①顧客を特定化すること(ターゲティング)。どの顧客と一番強いつながりを持ちたいかということを明確にするのである。「幅の広いターゲットの設定は,我々の顧客を見失う原因になりうる」(41ページ)。焦点が広すぎると消費者をひとつのカタマリとしてとらえてしまい市場全体のシェア・一年間の商品売れ行きの伸びなどのみに気を取られ,その商品を買ってくれた顧客は,ひとりひとり異なることを忘れがちである。
②顧客に対する真のインサイトを得ること。「海面下の心の部分を見ていかなければならない」(41ページ)。人間を理解する,動機付けを読み込むのである。
③「インサイトを応用し,顧客の経験をより良いものにしていくこと」(41ページ)。

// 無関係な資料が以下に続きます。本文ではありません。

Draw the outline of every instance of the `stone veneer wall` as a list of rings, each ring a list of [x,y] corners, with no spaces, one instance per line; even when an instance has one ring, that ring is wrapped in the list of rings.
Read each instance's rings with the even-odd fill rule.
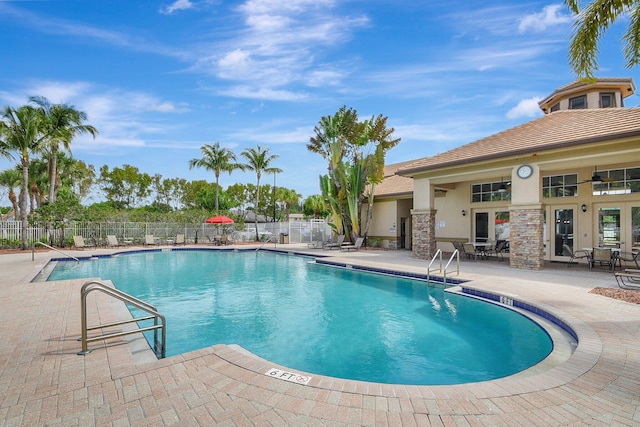
[[[509,261],[513,268],[542,270],[544,213],[539,208],[512,208],[509,214]]]
[[[431,259],[436,253],[436,210],[411,212],[413,256]]]

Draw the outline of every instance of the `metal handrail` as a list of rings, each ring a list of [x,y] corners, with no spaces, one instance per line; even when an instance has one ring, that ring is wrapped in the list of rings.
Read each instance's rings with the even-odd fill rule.
[[[130,304],[142,311],[145,311],[149,314],[149,316],[146,317],[139,317],[139,318],[135,318],[135,319],[131,319],[131,320],[124,320],[121,322],[114,322],[114,323],[106,323],[103,325],[97,325],[97,326],[91,326],[91,327],[87,327],[87,295],[91,292],[91,291],[100,291],[103,292],[113,298],[116,298],[122,302],[124,302],[125,304]],[[153,331],[153,347],[154,347],[154,352],[156,354],[157,357],[160,358],[164,358],[165,357],[165,348],[166,348],[166,319],[165,317],[158,313],[158,309],[145,302],[142,301],[141,299],[138,299],[132,295],[129,295],[125,292],[122,292],[116,288],[113,288],[111,286],[108,286],[107,284],[100,282],[98,280],[92,280],[89,281],[87,283],[85,283],[84,285],[82,285],[82,288],[80,288],[80,311],[81,311],[81,319],[80,319],[80,323],[81,323],[81,328],[82,328],[82,336],[80,337],[80,341],[82,341],[82,351],[78,353],[78,355],[85,355],[88,353],[91,353],[91,350],[89,350],[88,344],[90,342],[94,342],[94,341],[100,341],[100,340],[107,340],[110,338],[117,338],[117,337],[122,337],[125,335],[131,335],[131,334],[136,334],[136,333],[140,333],[140,332],[146,332],[146,331]],[[133,329],[130,331],[120,331],[120,332],[114,332],[114,333],[105,333],[102,335],[98,335],[95,337],[87,337],[87,332],[88,331],[93,331],[96,329],[103,329],[103,328],[110,328],[113,326],[120,326],[120,325],[125,325],[125,324],[129,324],[129,323],[137,323],[137,322],[141,322],[143,320],[151,320],[153,319],[153,326],[148,326],[148,327],[143,327],[143,328],[137,328],[137,329]],[[158,324],[158,320],[160,321],[160,324]],[[158,342],[158,329],[161,329],[161,342]]]
[[[433,271],[441,272],[442,275],[443,275],[444,284],[446,284],[447,283],[447,270],[449,269],[449,266],[453,262],[454,257],[457,259],[457,262],[456,262],[456,274],[460,275],[460,252],[457,249],[455,249],[453,251],[453,253],[451,254],[451,257],[449,258],[449,261],[447,261],[447,265],[445,265],[444,269],[443,269],[442,268],[442,250],[438,249],[436,251],[436,254],[431,259],[431,262],[429,263],[429,266],[427,267],[427,282],[429,281],[430,276],[431,276],[431,266],[436,261],[436,259],[439,259],[440,260],[440,268],[438,268],[437,270],[433,270]]]
[[[271,243],[273,241],[273,247],[276,248],[278,247],[278,237],[276,235],[273,235],[271,237],[269,237],[263,244],[260,245],[259,248],[256,249],[256,252],[258,252],[260,249],[264,248],[264,245],[266,245],[267,243]]]
[[[54,248],[53,246],[49,246],[49,245],[47,245],[46,243],[42,243],[42,242],[35,242],[35,243],[33,244],[33,247],[31,248],[31,261],[33,261],[33,260],[35,260],[35,259],[36,259],[36,245],[46,246],[47,248],[52,249],[52,250],[54,250],[54,251],[56,251],[56,252],[58,252],[58,253],[61,253],[62,255],[66,256],[66,257],[73,258],[73,259],[75,259],[77,262],[80,262],[80,260],[79,260],[78,258],[74,257],[73,255],[66,254],[66,253],[64,253],[64,252],[62,252],[62,251],[60,251],[60,250],[58,250],[58,249]]]
[[[444,266],[444,272],[443,272],[443,276],[444,276],[444,283],[447,283],[447,270],[449,269],[449,265],[451,264],[451,262],[453,261],[453,257],[456,257],[456,275],[459,276],[460,275],[460,251],[458,251],[457,249],[453,251],[453,253],[451,254],[451,258],[449,258],[449,261],[447,262],[447,265]]]
[[[433,265],[435,260],[438,259],[438,255],[440,255],[440,268],[435,271],[442,271],[442,250],[438,249],[436,251],[436,254],[433,256],[433,258],[431,258],[431,262],[427,266],[427,282],[429,281],[429,276],[431,275],[431,266]]]

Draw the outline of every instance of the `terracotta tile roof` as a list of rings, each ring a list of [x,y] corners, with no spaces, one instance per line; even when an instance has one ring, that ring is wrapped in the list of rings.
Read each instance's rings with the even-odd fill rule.
[[[403,194],[413,195],[413,178],[390,175],[385,176],[384,181],[376,185],[375,197],[400,196]]]
[[[398,173],[411,176],[445,166],[629,136],[640,136],[640,107],[562,110],[453,150],[410,162]]]

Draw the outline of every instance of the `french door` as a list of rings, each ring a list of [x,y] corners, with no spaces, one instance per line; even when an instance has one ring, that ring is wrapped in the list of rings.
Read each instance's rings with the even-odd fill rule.
[[[550,212],[545,215],[545,229],[549,230],[549,241],[545,249],[550,260],[568,261],[570,251],[580,250],[575,247],[576,211],[575,205],[551,206]]]

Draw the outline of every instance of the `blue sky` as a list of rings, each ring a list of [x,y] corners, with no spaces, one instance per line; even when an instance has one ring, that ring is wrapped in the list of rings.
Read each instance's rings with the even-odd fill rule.
[[[387,164],[541,116],[537,101],[575,80],[571,23],[547,1],[0,0],[0,105],[37,95],[84,111],[100,135],[72,151],[96,169],[213,182],[188,167],[203,144],[260,144],[279,156],[277,185],[306,197],[326,173],[306,144],[343,105],[389,117],[402,142]],[[625,24],[603,39],[597,76],[635,79]],[[255,175],[220,180],[236,182]]]

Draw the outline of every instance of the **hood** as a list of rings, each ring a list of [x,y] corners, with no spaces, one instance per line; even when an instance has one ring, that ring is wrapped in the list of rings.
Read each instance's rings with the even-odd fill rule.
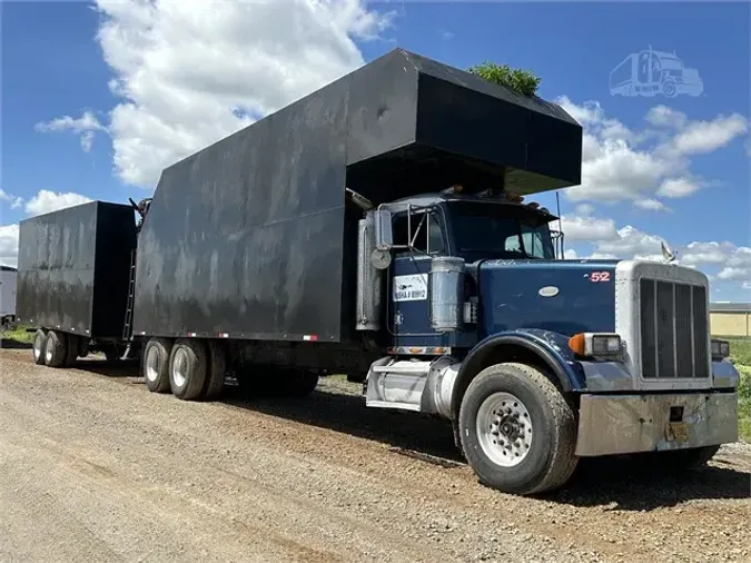
[[[488,260],[477,267],[483,337],[520,328],[615,329],[619,260]]]

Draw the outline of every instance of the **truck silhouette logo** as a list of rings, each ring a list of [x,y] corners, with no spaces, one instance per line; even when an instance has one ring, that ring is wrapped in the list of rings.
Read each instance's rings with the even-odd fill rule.
[[[629,55],[610,72],[611,96],[675,98],[679,93],[701,96],[704,82],[699,71],[683,63],[675,51],[655,51],[652,46]]]

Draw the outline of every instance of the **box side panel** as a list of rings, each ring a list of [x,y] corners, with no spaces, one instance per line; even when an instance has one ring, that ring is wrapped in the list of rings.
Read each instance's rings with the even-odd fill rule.
[[[338,81],[164,171],[135,334],[339,340],[346,109]]]
[[[402,51],[374,60],[348,80],[348,165],[414,142],[417,71]]]
[[[136,248],[136,219],[130,206],[100,203],[93,276],[92,335],[122,337],[130,253]]]
[[[97,204],[21,221],[17,316],[23,323],[91,333]]]
[[[521,194],[580,184],[582,128],[567,115],[555,117],[426,73],[418,91],[418,145],[505,168]]]

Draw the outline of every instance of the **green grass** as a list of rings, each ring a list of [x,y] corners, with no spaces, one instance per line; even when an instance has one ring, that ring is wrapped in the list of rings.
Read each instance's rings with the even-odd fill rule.
[[[741,439],[751,442],[751,338],[715,336],[730,342],[730,360],[741,373],[738,386],[738,432]]]
[[[751,338],[723,338],[730,343],[730,359],[735,365],[751,366]]]
[[[3,340],[8,339],[30,344],[33,342],[34,333],[27,333],[27,326],[18,325],[12,329],[3,330],[2,334],[0,334],[0,338]]]

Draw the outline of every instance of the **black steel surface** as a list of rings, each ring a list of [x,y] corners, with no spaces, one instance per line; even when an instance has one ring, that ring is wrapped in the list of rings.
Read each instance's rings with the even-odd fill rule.
[[[540,191],[579,182],[580,165],[581,127],[556,106],[394,50],[164,170],[134,332],[347,340],[359,215],[345,186],[376,203],[506,176]]]
[[[120,336],[135,243],[130,206],[91,201],[21,221],[17,316],[91,337]]]

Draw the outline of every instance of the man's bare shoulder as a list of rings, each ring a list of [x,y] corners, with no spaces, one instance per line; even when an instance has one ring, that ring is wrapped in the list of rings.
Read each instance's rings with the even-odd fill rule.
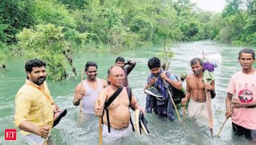
[[[99,79],[101,81],[101,83],[102,83],[103,84],[108,83],[105,79]]]
[[[186,77],[186,79],[187,79],[188,81],[188,80],[189,80],[189,79],[191,79],[192,78],[195,78],[195,76],[194,76],[193,74],[189,74]]]

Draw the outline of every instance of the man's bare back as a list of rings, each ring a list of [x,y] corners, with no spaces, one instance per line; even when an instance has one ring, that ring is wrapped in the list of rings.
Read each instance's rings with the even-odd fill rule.
[[[104,89],[106,95],[106,101],[115,93],[110,86]],[[128,97],[128,93],[126,88],[124,87],[123,90],[112,102],[108,107],[109,111],[109,121],[113,128],[116,129],[122,129],[129,126],[130,121],[130,111],[129,106],[130,101]],[[106,114],[105,110],[104,114]],[[103,116],[103,123],[108,125],[107,116]]]
[[[187,76],[187,92],[190,92],[190,98],[196,102],[204,102],[206,100],[205,85],[202,77],[196,77],[195,74]]]
[[[119,66],[113,66],[109,70],[109,74],[108,80],[110,85],[107,86],[100,92],[98,100],[100,104],[95,104],[94,110],[95,114],[102,116],[104,104],[118,88],[123,86],[124,79],[124,70]],[[129,100],[127,88],[123,88],[122,91],[115,99],[111,104],[107,107],[109,113],[110,127],[115,129],[122,129],[127,128],[130,121],[129,105],[134,109],[138,109],[145,113],[145,109],[139,106],[135,97],[132,95]],[[103,116],[103,123],[108,125],[106,111],[104,111]]]

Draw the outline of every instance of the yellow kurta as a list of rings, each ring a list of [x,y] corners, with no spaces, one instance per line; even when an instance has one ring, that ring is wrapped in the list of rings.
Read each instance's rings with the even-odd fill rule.
[[[28,121],[41,127],[47,125],[51,128],[53,125],[53,110],[51,104],[54,102],[50,95],[46,81],[42,87],[26,79],[15,97],[15,123],[19,127],[23,121]],[[24,135],[30,132],[20,130]]]

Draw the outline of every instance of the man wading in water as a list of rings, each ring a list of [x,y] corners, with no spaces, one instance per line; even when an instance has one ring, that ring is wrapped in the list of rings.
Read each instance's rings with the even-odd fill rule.
[[[98,99],[100,101],[100,105],[95,103],[95,114],[99,116],[103,115],[102,137],[105,141],[115,140],[131,134],[132,129],[132,125],[130,125],[129,106],[145,113],[145,109],[140,106],[132,93],[129,98],[128,87],[123,86],[124,77],[124,70],[120,67],[115,66],[110,67],[108,76],[110,85],[100,92]],[[115,100],[106,107],[106,102],[117,92],[119,92],[119,94],[116,95]],[[108,125],[109,126],[108,127]]]

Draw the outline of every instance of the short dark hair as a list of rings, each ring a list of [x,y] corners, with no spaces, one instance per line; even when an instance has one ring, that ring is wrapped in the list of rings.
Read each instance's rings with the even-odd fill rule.
[[[190,60],[190,66],[192,66],[193,65],[196,64],[198,62],[201,65],[201,66],[204,66],[203,60],[199,57],[195,57],[194,59],[191,59],[191,60]]]
[[[26,72],[31,72],[33,67],[42,67],[44,66],[45,67],[46,63],[45,62],[38,59],[31,59],[28,60],[25,64],[25,70]]]
[[[98,66],[97,65],[96,62],[87,62],[86,64],[85,64],[84,66],[84,71],[87,71],[89,67],[90,66],[94,66],[96,67],[96,69],[98,69]]]
[[[149,59],[148,66],[150,69],[161,67],[160,60],[157,57],[153,57]]]
[[[244,48],[243,49],[241,50],[240,50],[239,53],[238,53],[239,56],[238,56],[238,59],[240,59],[241,55],[242,55],[243,53],[251,53],[252,58],[253,59],[255,59],[255,53],[254,53],[254,50],[252,49],[250,49],[250,48]]]
[[[112,69],[113,69],[114,67],[118,67],[121,68],[122,70],[124,70],[124,69],[123,69],[121,67],[120,67],[120,66],[115,66],[115,65],[112,66],[111,66],[111,67],[108,69],[108,76],[109,76],[111,74]]]
[[[115,63],[116,63],[116,62],[124,62],[124,58],[122,57],[118,57],[116,59],[116,62]]]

消費者との接点で,顧客を知り,理解し,尊重していることを伝える必要がある。

結論 コンシューマーインサイトは,コンシューマーインフォメーションとは違う。それらは「海面上の消費者に関する情報」(42ページ)である。顧客の購入パターン,人工統計学データ,広告キャンペーンの認識度など記述的な消費者を描写するデータの理解の他に,『どうしてこのように行動するのか』ということを考えなくてはならない。「表面的な声と中にある真実との違い。この真実を見抜くのがAPの仕事である」(42ページ)。消費者をビジネスの中にしっかり据えることが必要である。

出典:Lisa Fortini-Campbell(2001),「コンシューマーインサイトを考える-アカウントプランニングは経営に何をもたらすか」『日経広告研究所報』,35(3),38-46ページ.